Avalanche’s Twitter handle for ecosystem news tweeted on November 6 about the project’s weekly subnet statement. The report by AVAX Daily revealed some notable updates that the blockchain experienced.
The tweet confirmed that AVAX’s subnets totaled 36, whereas the total validators stood at 1,219. Moreover, the transaction count over the previous week didn’t see a substantial shift in the C-Chain, Swimmer Network, and DFK Chain. Though not changed, markets can consider the transaction count as high.
Moreover, AVAX Daily tweeted that Avalanche outshined Ethereum in various aspects. For example, Avalanche remained about 20% cheaper to receive and send coins (compared to ETH). Moreover, AVAX’s transactions were 70% quicker. Furthermore, Ethereum’s average gas fee per day was 20 times more than AVAX at this publication.

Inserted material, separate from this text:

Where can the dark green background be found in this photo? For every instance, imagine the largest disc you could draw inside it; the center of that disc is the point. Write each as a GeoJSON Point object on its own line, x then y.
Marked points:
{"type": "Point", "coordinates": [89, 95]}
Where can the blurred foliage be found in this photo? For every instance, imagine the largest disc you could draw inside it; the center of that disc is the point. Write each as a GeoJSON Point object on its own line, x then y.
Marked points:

Thus, everything seems attractive for AVAX as the blockchain revealed its capabilities. Nevertheless, things weren’t lucrative as far as price action is concerned. The previous 24 hours saw AVAX losing 5%. Coinmarketcap data shows AVAX changed hands near $18.43 during this publication, with its market cap above $5.5 billion.
Santiment, a data analytics site, suggested that things might worsen for Avalanche as market participants and most on-chain indexes flashed price dip possibilities in the upcoming days. AVAX remains deteriorated despite multiple integrations and partnerships.
Avalanche’s development activity also saw a substantial drop, printing a negative sign for the network as it confirmed lesser efforts by blockchain developers to improve the project. Also, the altcoin recorded downsides in popularity. Its weighted sentiments and social volume recorded declines over the last seven days.
What Could Ease the Pain
Though the metrics remain against price hike chances, Avalanche’s market indicators offered some respite. The EMA (Exponential Moving Average) ribbon flashed a bullish cross, with the 20d EMA flipping the 55d EMA. That heightened the probability of a new bullish run.
The RSI (Relative Strength Index recorded a brief surge following declines, moving further from the neutral level. That could mean a bullish sign for the coin. Also, though the CMF (Chaikin Money Flow) rested well beneath the neutral area, it recorded a surge lately. That increased trend reversal chances.
Nevertheless, MACD (Moving Average Convergence Divergence) showed the tale could shift to favor bearishness as chances of a bearish cross appeared possible in the coming days.